OK, fine, here’s a quote taken from an online essay she wrote in response to a piece about being concerned about the obesity epidemic. It was later reprinted in her book:
Fat people already are ashamed. It’s taken care of. No further manpower needed on the shame front, thx. I am not concerned with whether or not fat people can change their bodies through self-discipline and “choices.” Pretty much all of them have tried already. A couple of them have succeeded. Whatever. My question is, what if they try and try and try and still fail? What if they are still fat? What if they are fat forever? What do you do with them then? Do you really want millions of teenage girls to feel like they’re trapped in unsightly lard prisons that are ruining their lives, and on top of that it’s because of their own moral failure, and on top of that they are ruining America with the terribly expensive diabetes that they don’t even have yet? You know what’s shameful? A complete lack of empathy. (Lindy West. “Hello, I Am Fat,” The Slog, 11 Feb, 2011.)
Lindy’s interview and, later, the book honestly changed my life. For one thing, she helped me realize that I deserve to wear cute clothes at whatever size I happen to be; I don’t have to wait until I lose x number of pounds before I can dare to present myself to the world in a way that is anything other than shrouded in shame. I started standing up for my body being OK as is. I challenged the weight-shaming statements that my mom and her sisters punished themselves with. I shopped in Lane Bryant—openly! One day, when a thinner friend asked me where I got a top I was wearing, I had to tell her the Eloquii doesn’t carry her size. I was open about it. It’s weird and it’s hard, but I’m done with offering apologies for myself, or reassurances that I’m working on my body in order to make its existence acceptable.
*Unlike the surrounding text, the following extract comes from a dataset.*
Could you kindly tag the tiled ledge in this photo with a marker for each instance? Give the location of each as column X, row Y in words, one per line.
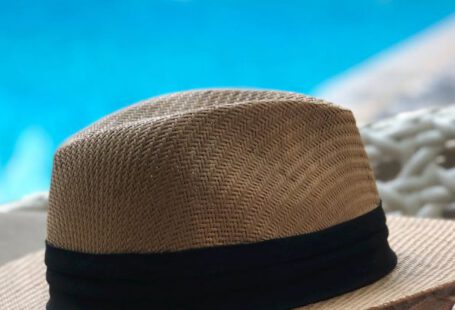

So here’s what I do now. I try not to use food to manage my feelings. That’s my diet plan. I try not to hide my eating, as that usually means it’s anxiety-eating. This means definitely avoiding eating from drive-throughs. I try to do other things to manage my anxiety. I’m on medications. I check in with my therapist and my friends. I write. I don’t do punishment-style exercise anymore either. I don’t enjoy feeling like a wrung-out rag, maybe you do, but not me. I much prefer brisk walks with the dog. I discovered Barre, which makes my body feel like a wrung out rag, but in an enjoyable way. I try hard not to compare myself to others in the mirror. I usually fail, but I have to try. Am I perfect? Absolutely no way. Not even close. But if I expect my girls to be able to see themselves as beautiful and worthy no matter how they stack up to the person next to them, I have to try and give myself the same break.